Despite this being a small study, a strength is that it follows guidelines for health economic evaluations in digital health. We translated the clinical outcome to a value for patients and then valued the resources needed to provide the treatment48. Other strengths of this study are the use of a randomized design and the use of a validated and relevant clinical measure in addition to the instrument for assessing general health-related quality of life. Despite the small sample size, this is a novel study, and it can give directions on how to proceed with health economic evaluations of internet interventions for provoked vulvodynia. Further, the present study may be used for sample size estimation in future studies.

A limitation of the present study concerns the differences between groups regarding baseline characteristics, distribution among different sites, and differences in available resources at the recruitment sites. It is still unclear if need of healthcare was affected by differences between groups regarding care-seeking behavior at baseline, treatment approaches at the different clinics, or the fact that participants in the intervention group were encouraged to continue practicing the exercises on their own after the intervention period.

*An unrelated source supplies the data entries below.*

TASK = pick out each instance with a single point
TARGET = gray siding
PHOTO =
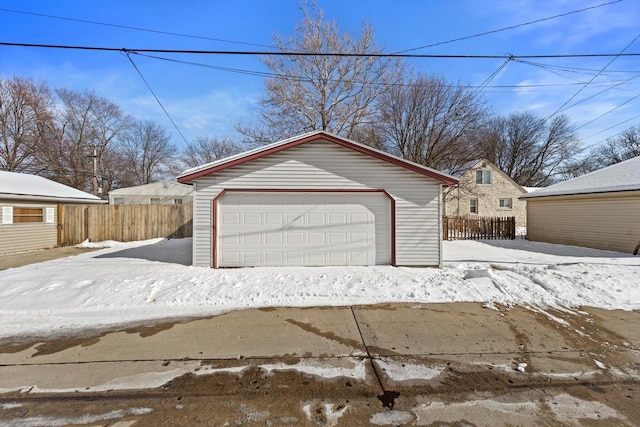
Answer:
(608, 221)
(326, 165)
(22, 237)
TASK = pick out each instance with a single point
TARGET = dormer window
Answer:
(483, 176)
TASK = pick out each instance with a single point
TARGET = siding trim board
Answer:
(215, 206)
(276, 148)
(318, 166)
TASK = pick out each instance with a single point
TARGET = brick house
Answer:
(485, 191)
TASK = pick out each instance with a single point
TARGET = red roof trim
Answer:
(314, 137)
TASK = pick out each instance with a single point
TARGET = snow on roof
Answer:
(198, 171)
(22, 184)
(155, 189)
(623, 176)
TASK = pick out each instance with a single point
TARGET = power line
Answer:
(156, 97)
(293, 53)
(306, 79)
(561, 108)
(508, 28)
(85, 21)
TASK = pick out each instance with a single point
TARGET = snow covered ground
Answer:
(138, 281)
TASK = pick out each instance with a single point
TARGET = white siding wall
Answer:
(608, 221)
(22, 237)
(326, 165)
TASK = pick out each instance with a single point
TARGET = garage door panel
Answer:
(303, 229)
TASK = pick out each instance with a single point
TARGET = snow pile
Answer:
(138, 281)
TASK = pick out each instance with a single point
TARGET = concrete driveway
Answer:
(401, 364)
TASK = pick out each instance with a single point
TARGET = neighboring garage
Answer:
(598, 210)
(29, 210)
(316, 200)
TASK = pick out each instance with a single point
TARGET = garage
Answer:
(303, 228)
(316, 199)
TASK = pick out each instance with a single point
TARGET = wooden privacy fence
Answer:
(123, 223)
(464, 228)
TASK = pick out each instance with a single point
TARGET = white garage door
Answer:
(311, 229)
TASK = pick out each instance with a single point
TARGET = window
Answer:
(504, 203)
(27, 215)
(473, 205)
(483, 176)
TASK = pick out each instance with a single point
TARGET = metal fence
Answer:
(466, 228)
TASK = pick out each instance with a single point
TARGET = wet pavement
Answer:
(396, 364)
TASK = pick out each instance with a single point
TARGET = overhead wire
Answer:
(306, 79)
(511, 27)
(561, 108)
(127, 27)
(297, 53)
(156, 97)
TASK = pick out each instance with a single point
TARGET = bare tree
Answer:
(623, 147)
(25, 116)
(429, 121)
(332, 93)
(86, 126)
(206, 150)
(147, 151)
(531, 150)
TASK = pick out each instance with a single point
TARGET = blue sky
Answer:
(204, 101)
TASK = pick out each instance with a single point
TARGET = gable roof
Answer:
(32, 187)
(486, 163)
(623, 176)
(155, 189)
(218, 165)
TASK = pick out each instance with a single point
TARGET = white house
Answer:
(316, 199)
(29, 208)
(598, 210)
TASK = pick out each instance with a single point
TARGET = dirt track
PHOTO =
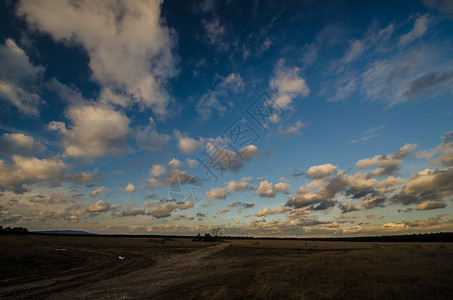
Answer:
(107, 276)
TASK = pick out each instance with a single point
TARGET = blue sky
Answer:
(262, 118)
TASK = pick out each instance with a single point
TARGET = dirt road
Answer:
(113, 276)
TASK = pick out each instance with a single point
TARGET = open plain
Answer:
(101, 267)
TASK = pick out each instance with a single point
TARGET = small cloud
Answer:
(130, 188)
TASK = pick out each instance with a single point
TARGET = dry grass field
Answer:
(142, 268)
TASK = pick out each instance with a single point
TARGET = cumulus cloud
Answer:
(230, 187)
(148, 138)
(267, 190)
(216, 193)
(19, 78)
(191, 162)
(322, 198)
(130, 212)
(161, 209)
(223, 159)
(187, 144)
(388, 163)
(427, 185)
(215, 33)
(431, 204)
(73, 213)
(321, 171)
(55, 198)
(273, 211)
(224, 210)
(420, 27)
(288, 85)
(26, 170)
(129, 188)
(445, 150)
(19, 144)
(97, 192)
(170, 176)
(292, 129)
(157, 170)
(175, 163)
(129, 47)
(258, 220)
(95, 130)
(444, 6)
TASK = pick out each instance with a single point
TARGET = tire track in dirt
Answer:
(111, 278)
(167, 272)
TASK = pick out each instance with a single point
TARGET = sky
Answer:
(261, 118)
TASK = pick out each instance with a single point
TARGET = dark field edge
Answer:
(422, 237)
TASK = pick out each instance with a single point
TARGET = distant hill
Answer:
(64, 232)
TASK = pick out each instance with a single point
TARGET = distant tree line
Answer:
(208, 237)
(14, 230)
(415, 238)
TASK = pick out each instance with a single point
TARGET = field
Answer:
(170, 268)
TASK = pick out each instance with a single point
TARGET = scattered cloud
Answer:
(19, 79)
(129, 48)
(130, 188)
(95, 130)
(148, 138)
(267, 190)
(420, 27)
(19, 144)
(273, 211)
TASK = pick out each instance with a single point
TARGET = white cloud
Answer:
(160, 210)
(175, 163)
(321, 171)
(273, 211)
(25, 170)
(230, 187)
(97, 192)
(18, 79)
(191, 162)
(95, 131)
(426, 185)
(129, 47)
(215, 33)
(235, 186)
(258, 220)
(59, 127)
(420, 27)
(130, 188)
(171, 176)
(19, 144)
(148, 138)
(387, 163)
(216, 193)
(292, 129)
(187, 144)
(355, 49)
(55, 198)
(267, 190)
(431, 204)
(444, 6)
(223, 210)
(157, 170)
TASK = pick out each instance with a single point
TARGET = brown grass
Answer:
(244, 269)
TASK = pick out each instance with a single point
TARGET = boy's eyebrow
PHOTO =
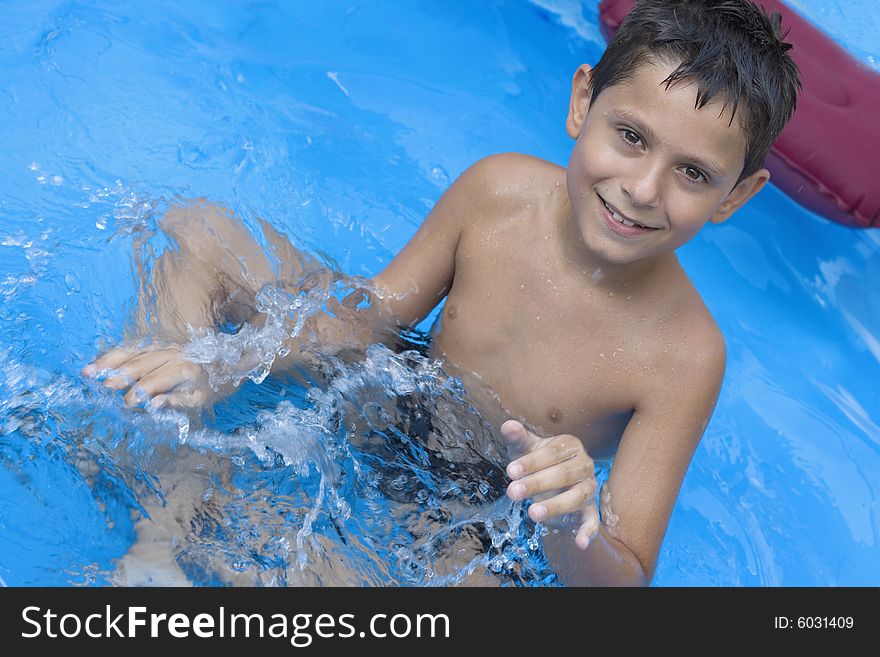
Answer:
(637, 123)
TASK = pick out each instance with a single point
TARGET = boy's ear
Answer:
(738, 196)
(580, 100)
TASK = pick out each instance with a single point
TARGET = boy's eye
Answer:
(694, 174)
(630, 137)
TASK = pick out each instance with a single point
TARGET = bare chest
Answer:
(554, 354)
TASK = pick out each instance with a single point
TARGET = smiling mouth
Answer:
(621, 218)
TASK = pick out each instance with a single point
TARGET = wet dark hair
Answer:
(730, 48)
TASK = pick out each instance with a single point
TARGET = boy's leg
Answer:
(214, 273)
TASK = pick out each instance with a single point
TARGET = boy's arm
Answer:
(219, 260)
(644, 482)
(414, 282)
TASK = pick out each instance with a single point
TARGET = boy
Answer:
(564, 296)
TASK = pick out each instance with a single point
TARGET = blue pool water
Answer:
(341, 123)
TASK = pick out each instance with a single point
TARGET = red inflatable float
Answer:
(828, 156)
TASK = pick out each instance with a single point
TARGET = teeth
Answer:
(619, 219)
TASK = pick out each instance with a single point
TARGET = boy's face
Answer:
(646, 156)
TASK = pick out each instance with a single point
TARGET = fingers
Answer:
(166, 378)
(549, 452)
(160, 377)
(137, 367)
(589, 527)
(111, 360)
(518, 438)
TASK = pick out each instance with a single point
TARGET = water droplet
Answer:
(72, 282)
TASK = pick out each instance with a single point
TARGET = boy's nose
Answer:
(642, 188)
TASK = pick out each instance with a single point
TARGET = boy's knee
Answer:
(197, 221)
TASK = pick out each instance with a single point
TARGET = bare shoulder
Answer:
(690, 354)
(511, 179)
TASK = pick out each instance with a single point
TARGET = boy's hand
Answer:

Another limitation regards the costs for development of the internet-based treatment program and server. These costs were not included as part of the costs for treatment as we aimed to evaluate the clinical value in relation to costs, i.e., the costs for treatment if the internet-based treatment was implemented in clinical practice as a complement to usual care. Moreover, the infra-structure was already in place when the intervention was delivered as part of the regular Swedish digital healthcare system. However, infra-structures within healthcare systems may vary in different countries, as do of course other parameters, such as costs for healthcare personal. This can result in difficulties in generalizing our results to different geographical contexts, especially regarding cost-effectiveness of the intervention.

It is worth to note that the visits to the clinic may cost more than what was stated in this study as only flexible costs were considered but not premises and operating costs. If so, the clinical costs were underestimated in this study.

Conclusion

Internet-based treatment as add-on to clinical treatment may lower number of visits to healthcare.

Larger studies investigating cost-effectiveness of internet-based treatments for provoked vulvodynia as well as meaningful clinical changes across treatments and if clinical and cost-related effects persist over time are recommended.